Liv giggled, and Mum and Dad seemed to be highly amused by Jace's conclusion. It was, admittedly, a little bit out of the ordinary. I couldn't say I'd gone out to a bar with my best friend and birth mother, and wound up stuck in a toilet with a crackhead.
Maybe Jace's life was somewhat interesting.
While the rest of the family was distracted, I dropped another potato into my bag, which was well beyond capacity at this point. A veritable mountain had been packed into the bag. Fortunately, Knight had the appetite of a small village.
I nudged Jace's leg with mine, giving him the signal eyes. "The chicken is stuffed. I repeat, the chicken is stuffed."
Jace looked mildly confused for a second—as he was not as experienced a spy as me—before looking down at the overflowing handbag of napkins. Recognition dawned on his face.
"That's an incredible story, Jace," said Mum, distracting him easily from the mission at hand. Amateur hour, honestly. What was I working with? This is why, after literally, like, a day, Knight was already my favoured partner-in-crime. "Honestly, you should invite Corine down sometime," Mum continued. "She's always been a hoot."
"I didn't know you knew Corine," said Jace with interest.
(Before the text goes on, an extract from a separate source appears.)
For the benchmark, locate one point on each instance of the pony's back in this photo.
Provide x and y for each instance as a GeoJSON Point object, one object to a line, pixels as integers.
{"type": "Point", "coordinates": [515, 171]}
"I knew her when she was pregnant with you, actually," Mum said. "She went to school with my younger sister. Wild one, your Aunt Corine."
"So I've heard," Jace said. "How she is Mum's sister I have no idea."
Mum and Jace laughed, clearly enjoying their nostalgic trip down memory lane. Well, memory lane would not put food in Knight's belly. Jace was a terrible sidekick. The instruction was to be politely interesting so they wouldn't notice my mad ninja spy skills. It was almost insulting that he felt the need to be so engaging that he would enthral my family. I was a good spy; I didn't need that much to work with.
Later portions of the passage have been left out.